Harvard University found itself at the center of the Trump administration’s push to influence higher education after refusing to accept the White House’s terms for federal grant funding on Monday. Now, facing a $2 billion funding freeze, Harvard must look elsewhere to pick up the slack or be forced to make substantial cuts to its operations.
During the 2024 fiscal year, $686.5 million of Harvard’s $6.5 billion in revenue came from the federal government, university financial documents show. The slice of income, roughly 11% of its total, is small relative to the $2.6 billion the university took in through its investments and the approximately $900 million it accrued by providing a variety of miscellaneous services.
The bulk of Harvard’s investment income comes from its hefty endowment, a pool of over 14,000 different funds that was collectively worth $53.2 billion at the end of the 2024 fiscal year. Harvard’s endowment, however, doesn’t function as a simple slush fund for the university. Many of the funds are linked to individual donors who set specific terms for how, and when, their assets can be disbursed.

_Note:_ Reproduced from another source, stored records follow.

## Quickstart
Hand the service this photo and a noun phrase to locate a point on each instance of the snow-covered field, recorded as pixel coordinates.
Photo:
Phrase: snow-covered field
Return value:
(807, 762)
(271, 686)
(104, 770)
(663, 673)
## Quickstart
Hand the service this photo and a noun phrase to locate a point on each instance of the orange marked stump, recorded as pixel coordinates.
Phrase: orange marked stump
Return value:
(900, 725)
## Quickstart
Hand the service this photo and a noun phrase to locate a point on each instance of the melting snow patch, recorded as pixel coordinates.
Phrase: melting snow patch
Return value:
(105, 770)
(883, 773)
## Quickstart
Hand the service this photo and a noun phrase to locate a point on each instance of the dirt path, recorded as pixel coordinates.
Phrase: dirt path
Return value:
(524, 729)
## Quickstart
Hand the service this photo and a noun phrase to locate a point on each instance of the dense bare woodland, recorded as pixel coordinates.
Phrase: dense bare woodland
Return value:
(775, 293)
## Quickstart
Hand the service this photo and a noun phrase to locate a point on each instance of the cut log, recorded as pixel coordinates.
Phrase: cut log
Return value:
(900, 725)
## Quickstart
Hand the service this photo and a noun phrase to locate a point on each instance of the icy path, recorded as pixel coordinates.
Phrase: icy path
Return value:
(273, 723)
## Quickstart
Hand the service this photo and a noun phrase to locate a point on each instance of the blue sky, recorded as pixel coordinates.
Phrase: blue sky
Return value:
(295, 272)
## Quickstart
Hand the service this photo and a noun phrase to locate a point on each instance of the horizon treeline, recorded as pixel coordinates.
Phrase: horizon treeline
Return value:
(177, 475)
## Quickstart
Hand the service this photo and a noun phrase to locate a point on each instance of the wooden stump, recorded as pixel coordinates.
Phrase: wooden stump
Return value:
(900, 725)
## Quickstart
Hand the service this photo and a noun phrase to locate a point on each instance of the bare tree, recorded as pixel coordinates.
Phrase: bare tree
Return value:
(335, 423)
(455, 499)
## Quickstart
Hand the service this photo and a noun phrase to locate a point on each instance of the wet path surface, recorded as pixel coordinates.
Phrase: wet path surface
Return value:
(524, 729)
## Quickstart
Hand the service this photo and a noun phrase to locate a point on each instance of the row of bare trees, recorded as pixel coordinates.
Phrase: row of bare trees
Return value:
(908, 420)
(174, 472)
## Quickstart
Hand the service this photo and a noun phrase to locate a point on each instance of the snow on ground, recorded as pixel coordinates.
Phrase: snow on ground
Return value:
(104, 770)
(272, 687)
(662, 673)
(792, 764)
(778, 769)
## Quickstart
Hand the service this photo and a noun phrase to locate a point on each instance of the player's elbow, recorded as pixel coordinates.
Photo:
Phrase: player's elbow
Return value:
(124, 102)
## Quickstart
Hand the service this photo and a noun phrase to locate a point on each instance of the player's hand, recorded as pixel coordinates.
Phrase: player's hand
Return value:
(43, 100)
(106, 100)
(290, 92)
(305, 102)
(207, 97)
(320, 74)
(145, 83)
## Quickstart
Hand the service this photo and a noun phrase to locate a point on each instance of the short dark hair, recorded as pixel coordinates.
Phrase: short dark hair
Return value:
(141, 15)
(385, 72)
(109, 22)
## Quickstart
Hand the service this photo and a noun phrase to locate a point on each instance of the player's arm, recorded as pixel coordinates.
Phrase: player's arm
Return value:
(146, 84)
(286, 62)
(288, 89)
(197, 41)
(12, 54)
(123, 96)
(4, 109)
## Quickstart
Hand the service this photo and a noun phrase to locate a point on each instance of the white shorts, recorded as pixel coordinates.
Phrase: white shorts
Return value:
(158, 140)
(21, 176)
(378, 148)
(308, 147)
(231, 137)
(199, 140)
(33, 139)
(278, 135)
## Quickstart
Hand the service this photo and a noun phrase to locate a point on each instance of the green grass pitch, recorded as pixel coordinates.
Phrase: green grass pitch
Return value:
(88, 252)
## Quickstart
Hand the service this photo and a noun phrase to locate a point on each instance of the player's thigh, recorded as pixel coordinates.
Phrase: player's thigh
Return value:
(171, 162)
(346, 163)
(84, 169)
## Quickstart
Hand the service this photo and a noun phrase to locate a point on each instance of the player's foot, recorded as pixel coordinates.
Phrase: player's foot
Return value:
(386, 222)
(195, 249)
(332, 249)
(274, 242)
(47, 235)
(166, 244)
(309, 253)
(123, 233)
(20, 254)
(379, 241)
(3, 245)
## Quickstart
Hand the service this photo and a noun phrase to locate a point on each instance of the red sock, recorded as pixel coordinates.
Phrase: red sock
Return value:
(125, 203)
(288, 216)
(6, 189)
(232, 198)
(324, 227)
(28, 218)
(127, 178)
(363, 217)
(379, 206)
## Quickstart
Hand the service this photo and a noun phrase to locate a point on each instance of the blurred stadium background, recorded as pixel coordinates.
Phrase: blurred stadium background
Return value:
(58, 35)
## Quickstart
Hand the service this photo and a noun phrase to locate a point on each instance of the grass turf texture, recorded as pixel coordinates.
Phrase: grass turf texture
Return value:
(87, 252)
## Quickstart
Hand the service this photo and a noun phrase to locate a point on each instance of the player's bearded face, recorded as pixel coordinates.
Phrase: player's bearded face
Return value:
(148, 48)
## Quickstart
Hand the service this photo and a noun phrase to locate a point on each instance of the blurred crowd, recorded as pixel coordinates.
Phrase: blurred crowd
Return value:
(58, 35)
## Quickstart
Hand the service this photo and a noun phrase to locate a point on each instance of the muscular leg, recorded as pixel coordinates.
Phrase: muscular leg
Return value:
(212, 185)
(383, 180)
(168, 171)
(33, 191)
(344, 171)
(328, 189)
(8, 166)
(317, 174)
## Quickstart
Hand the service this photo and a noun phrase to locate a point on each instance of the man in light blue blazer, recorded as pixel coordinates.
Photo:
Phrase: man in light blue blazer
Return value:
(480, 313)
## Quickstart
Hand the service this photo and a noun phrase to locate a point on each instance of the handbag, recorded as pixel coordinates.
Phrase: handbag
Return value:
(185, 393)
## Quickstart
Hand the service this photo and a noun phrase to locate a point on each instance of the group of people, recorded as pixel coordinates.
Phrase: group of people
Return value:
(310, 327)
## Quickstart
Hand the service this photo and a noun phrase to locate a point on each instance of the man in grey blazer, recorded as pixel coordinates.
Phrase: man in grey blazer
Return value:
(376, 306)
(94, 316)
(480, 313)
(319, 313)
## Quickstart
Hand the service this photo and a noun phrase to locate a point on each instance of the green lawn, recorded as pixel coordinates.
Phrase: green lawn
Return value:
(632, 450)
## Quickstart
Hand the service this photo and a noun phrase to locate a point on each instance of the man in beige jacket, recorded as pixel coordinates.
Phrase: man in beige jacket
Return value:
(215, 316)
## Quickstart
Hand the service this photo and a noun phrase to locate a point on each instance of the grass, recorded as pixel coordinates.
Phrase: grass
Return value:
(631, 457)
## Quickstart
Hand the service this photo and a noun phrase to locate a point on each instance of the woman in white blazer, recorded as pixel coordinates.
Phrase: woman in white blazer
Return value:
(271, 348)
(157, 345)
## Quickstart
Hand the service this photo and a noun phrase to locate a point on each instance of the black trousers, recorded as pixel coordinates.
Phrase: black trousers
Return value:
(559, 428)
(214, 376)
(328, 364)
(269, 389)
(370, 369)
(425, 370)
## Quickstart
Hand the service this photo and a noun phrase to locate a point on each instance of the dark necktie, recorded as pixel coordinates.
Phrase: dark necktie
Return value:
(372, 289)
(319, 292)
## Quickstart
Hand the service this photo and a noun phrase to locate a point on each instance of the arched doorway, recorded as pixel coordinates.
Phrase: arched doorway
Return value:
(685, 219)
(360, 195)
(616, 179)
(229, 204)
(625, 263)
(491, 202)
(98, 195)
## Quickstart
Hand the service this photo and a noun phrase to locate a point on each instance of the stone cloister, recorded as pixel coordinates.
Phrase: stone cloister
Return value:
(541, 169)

Roughly 20% of Harvard’s endowment, about $10.6 billion, is composed of “unrestricted” funds that can be liquidated more readily. These figures, however, are likely inflated given recent market turbulence, meaning that Harvard has even fewer resources to work with presently.
Harvard now faces a tough call: tap into its hefty endowment now and jeopardize the long-term financial health of the institution or weather some tough cuts to operations.
The university has historically been reluctant to dip into this unrestricted pool of funds.
“Spending significantly more than that over time, for whatever reason, would privilege the present over the future in a manner inconsistent with an endowment’s fundamental purpose of maintaining intergenerational equity,” a Harvard web page reads.
Harvard has another avenue for relief, however.
Many deep-pocketed donors who have poured hundreds of millions of dollars into Harvard over the years are avowed political liberals. Bill Gates, who reportedly donated $50 million to support former Vice President Kamala Harris’s 2024 presidential bid, has given over $531 million to Harvard since 1996 through his charitable foundation, according to a Washington Examiner review of public records. Democratic billionaire Mike Bloomberg, meanwhile, has given the university roughly $182 million. Another big fish, Swiss philanthropist and liberal financier Hansjörg Wyss, had given over $700 million to Harvard as of 2022.
Left-of-center nonprofit organizations, such as the Democratic-aligned Arabella Advisors network and the Soros family’s philanthropic empire, have also made contributions to Harvard over the years, though in smaller sums.
Many of these gifts, however, fund specific programs. To account for the lost federal funding, Harvard would have to pitch its uber-wealthy liberal donors on providing them with unrestricted capital gifts with no clear timeline for the return of federal funding.
OVER 99% OF POLITICAL DONATIONS FROM TOP HARVARD OFFICIALS WENT TO DEMOCRATS
Further complicating matters for Harvard, the Internal Revenue Service is reportedly drafting plans to rescind the institution’s tax-exempt status. The move is not without precedent as, in 1970, the federal government revoked the tax-exempt status of Bob Jones University after it was found to have violated federal civil rights law.
Pending litigation filed by a group of Harvard professors to restore the funding by claiming that the administration failed to follow proper protocol in initiating the freeze represents perhaps the university’s best hope to address its financial troubles. As of Thursday morning, the university itself has not filed a lawsuit.
Harvard did not respond to a request for comment.